Hi Athanasius,
Hope you are well and thank you for all of your help so far. Unfortunately I still have not been able to get the code working as I want it to and I was hoping you could have one further look at the code I am running.

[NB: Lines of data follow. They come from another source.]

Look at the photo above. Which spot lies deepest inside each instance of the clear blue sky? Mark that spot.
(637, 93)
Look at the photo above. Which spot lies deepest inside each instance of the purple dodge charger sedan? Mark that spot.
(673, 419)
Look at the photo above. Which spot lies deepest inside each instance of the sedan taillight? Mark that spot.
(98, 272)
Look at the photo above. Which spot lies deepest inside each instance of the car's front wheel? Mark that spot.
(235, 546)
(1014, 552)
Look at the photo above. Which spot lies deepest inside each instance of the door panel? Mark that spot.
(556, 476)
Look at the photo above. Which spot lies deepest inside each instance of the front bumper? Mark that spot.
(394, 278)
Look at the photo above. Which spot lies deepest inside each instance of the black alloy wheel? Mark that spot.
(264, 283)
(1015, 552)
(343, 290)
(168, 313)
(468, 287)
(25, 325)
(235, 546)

The format of my input files has changed slightly but I don't think this will affect the code too much.
File 1
CHROM POS REF ALT VARIANT_LIST 209T-D 459T-D 644T-D
+ 94T-D 99T1-D 99T2-D 99T3-D 99T4-D 99T5-D
['MT', '1010', 'G', 'A', 'A', 'REF', 'A', 'A', 'REF', 'A', 'A', 'A', '
+A', 'A']
['MT', '2962', 'C', 'T', 'T', 'REF', 'T', 'T', 'T', 'T', 'T', 'T', 'T'
+, 'T']
...
File 2
CHROM POS REF ALT VARIANT_LIST 209H-D 459H-D
+644H-D 94H-D 99H-D
['MT', '1010', 'G', 'A', 'A', 'REF', 'REF', 'REF', 'REF', 'REF']
['MT', '2962', 'C', 'T', 'T', 'REF', 'REF', 'T', 'REF', 'T']
....
Again I want to compare 99T1, 99T2, 99T3, 99T4 and 99T5 of File1 with 99H of file 2.

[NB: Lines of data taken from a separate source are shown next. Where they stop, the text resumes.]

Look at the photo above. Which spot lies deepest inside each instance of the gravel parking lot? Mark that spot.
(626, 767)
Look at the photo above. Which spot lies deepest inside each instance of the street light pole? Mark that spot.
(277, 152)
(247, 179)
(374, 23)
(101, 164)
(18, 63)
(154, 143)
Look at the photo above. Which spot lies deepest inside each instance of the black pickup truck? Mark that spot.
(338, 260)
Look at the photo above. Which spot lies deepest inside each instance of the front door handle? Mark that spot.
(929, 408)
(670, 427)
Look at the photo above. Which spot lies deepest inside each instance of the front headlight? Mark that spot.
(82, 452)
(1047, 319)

The output I want looks like
CHROM POS REF ALT VARIANT_LIST 209T-D 459T-D 644T-D
+ 94T-D 99T1-D 99T2-D 99T3-D 99T4-D 99T5-D
['MT', '1010', 'G', 'A', 'A', 'REF', 'A', 'A', 'REF', 'A', 'A', 'A', '
+A', 'A']
['MT', '2962', 'C', 'T', 'T', 'REF', 'T', 'REF, 'T', 'REF', 'REF', 'RE
+F', 'REF', 'REF']
(because the same letter at the same position in File 1 and File 2 should output REF, and if REF is found at that position in file 2, just output letter from File 1)
The code I am currently running is:
#!/usr/local/bin/perl
use strict;
use warnings;
my $file1 = shift;
my $file2 = shift;
open(my $in1, '<', $file1)
or die "Cannot open file '$file1' for reading: $!";
open(my $in2, '<', $file2)
or die "Cannot open file '$file2' for reading: $!";
my $header1 = <$in1>;
<$in2>;
my @heads1 = split "\t", $header1;
my $index = 5;
my %index_map;
for (@heads1)
{
$index_map{$index++} = $1 + 4 if m/^(\d+)/;
}
print $header1;
while (my $line1 = <$in1>)
{
my @fields1 = get_fields($line1);
defined(my $line2 = <$in2>)
or die "Data missing in file '$file2': $!";
my @fields2 = get_fields($line2);
my @out = @fields1;
for my $i (5 .. $#fields1)
{
my $j = $index_map{$i};
if ($fields1[$i] ne 'REF')
{
$out[$i] = $fields2[$j] if exists $fields2[$j] &&
$fields2[$j] ne 'REF';
}
}
@out = map { "'$_'" } @out;
print '[', join(', ', @out), "]\n";
}
close $in2
or die "Cannot close file '$file2': $!";
close $in1
or die "Cannot close file '$file1': $!";
sub get_fields
{
my ($line) = @_;
chomp $line;
my @fields = split "\t", $line;
s{ ^ \[? ' }{}x for @fields;
s{ ' \]? $ }{}x for @fields;
return @fields;
}
which should work but the output is
CHROM POS REF ALT VARIANT_LIST 209T-D 459T-D 644T-D
+ 94T-D 99T1-D 99T2-D 99T3-D 99T4-D 99T5-D
['MT', '1010', 'G', 'A', 'A', 'REF', 'A', 'A', 'REF', 'A', 'A', 'A', '
+A', 'A']
['MT', '2962', 'C', 'T', 'T', 'REF', 'T', 'T', 'T', 'T', 'T', 'T', 'T'
+, 'T']
...
I really do not know what is going wrong? If you have any suggestions please let me know. Thanks!